Passwords open the door to many vulnerabilities, allowing attackers to enter sensitive systems seamlessly. Reckless password sharing or reusing phrases is often the most common reason for data breaches, and it’s important to avoid it. But there is a simple solution even for the lazy ones – a password manager.
A password manager allows you to generate strong and unique passwords for your sensitive accounts while letting you share them with others without risks. In addition, features for field autocomplete mitigate brute force and similar attacks that could enter your system through passwords.
Once your passwords are updated, you can prevent cyber threats and take your account protection to new heights.
2. Educate your Employees About Cybersecurity Threats
Although you’ve implemented the best password protection measures, firewalls, intrusion prevention/detection tools, encryption, and similar, educating your employees about cybersecurity is a must.
Make sure to educate your employees daily by helping them understand the risks of cyber threats and providing them with instructional materials and courses that might allow them to acquire the necessary knowledge and skills.
Besides teaching them how to detect and respond to security threats, it’s essential to have adequate policies in place in case of a cybersecurity event. Your company can mitigate long-term consequences, lawsuits, and financial loss risks.
3. Update Your Software Regularly
Businesses that develop in the digital era use a broad range of software solutions for accounting, banking, customer relations, and money transfer. However, even such tools can be a potential threat if they don’t run on the latest software version.

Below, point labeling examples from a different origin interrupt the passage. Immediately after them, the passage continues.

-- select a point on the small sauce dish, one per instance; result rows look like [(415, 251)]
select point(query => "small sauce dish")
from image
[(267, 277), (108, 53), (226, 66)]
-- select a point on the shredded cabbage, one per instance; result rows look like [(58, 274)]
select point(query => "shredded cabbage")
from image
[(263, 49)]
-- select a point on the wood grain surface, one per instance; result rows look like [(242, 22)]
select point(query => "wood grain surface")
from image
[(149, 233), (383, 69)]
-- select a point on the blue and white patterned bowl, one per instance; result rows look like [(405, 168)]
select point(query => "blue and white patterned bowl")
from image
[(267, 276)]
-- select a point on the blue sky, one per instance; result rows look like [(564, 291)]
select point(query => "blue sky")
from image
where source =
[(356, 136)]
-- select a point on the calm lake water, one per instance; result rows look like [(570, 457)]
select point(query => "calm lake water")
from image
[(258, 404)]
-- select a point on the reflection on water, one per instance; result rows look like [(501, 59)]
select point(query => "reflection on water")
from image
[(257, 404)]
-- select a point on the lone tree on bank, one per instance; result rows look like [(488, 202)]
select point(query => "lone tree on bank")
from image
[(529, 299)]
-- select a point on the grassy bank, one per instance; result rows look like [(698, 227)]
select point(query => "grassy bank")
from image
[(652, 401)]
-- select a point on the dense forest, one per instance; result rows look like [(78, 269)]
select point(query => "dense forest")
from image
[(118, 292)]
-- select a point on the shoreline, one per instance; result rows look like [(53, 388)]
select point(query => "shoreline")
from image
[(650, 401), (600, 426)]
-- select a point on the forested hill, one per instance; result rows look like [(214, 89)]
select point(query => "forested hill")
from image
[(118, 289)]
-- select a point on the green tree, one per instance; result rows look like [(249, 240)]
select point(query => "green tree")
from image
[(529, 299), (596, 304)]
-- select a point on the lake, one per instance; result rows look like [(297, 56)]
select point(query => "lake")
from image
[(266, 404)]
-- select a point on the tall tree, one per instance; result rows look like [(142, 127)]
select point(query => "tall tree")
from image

When the device runs on outdated software, hackers can easily detect the flaws and use them to access the system’s core. To prevent that, installing the latest updates as soon as they’re released is essential. Since each comes with the newest security patches, you can be sure that you’re not at risk of zero-day or similar attacks.
And if the developers no longer provide upgrades for particular software, make sure to deinstall it and start using another product.
4. Back-Up Your Data Regularly
Sometimes, cybersecurity events are impossible to avoid. But losing all your data is preventable.
Don’t forget to perform regular data backups to ensure it’s safe even if hackers attack your system. You can store copies of your valuable data either in the cloud or in on-premise solutions. That way, you can recover them at any time.
By understanding how cyberattacks work and their anatomy, you can devise the most efficient strategies to avoid them and protect your business from data breaches that could cost it money and reputation.
And remember – hackers often target small businesses due to their weaker cyber protection. You don’t need to be one of them – understand the importance of SMEs’ cybersecurity and start upgrading yours today!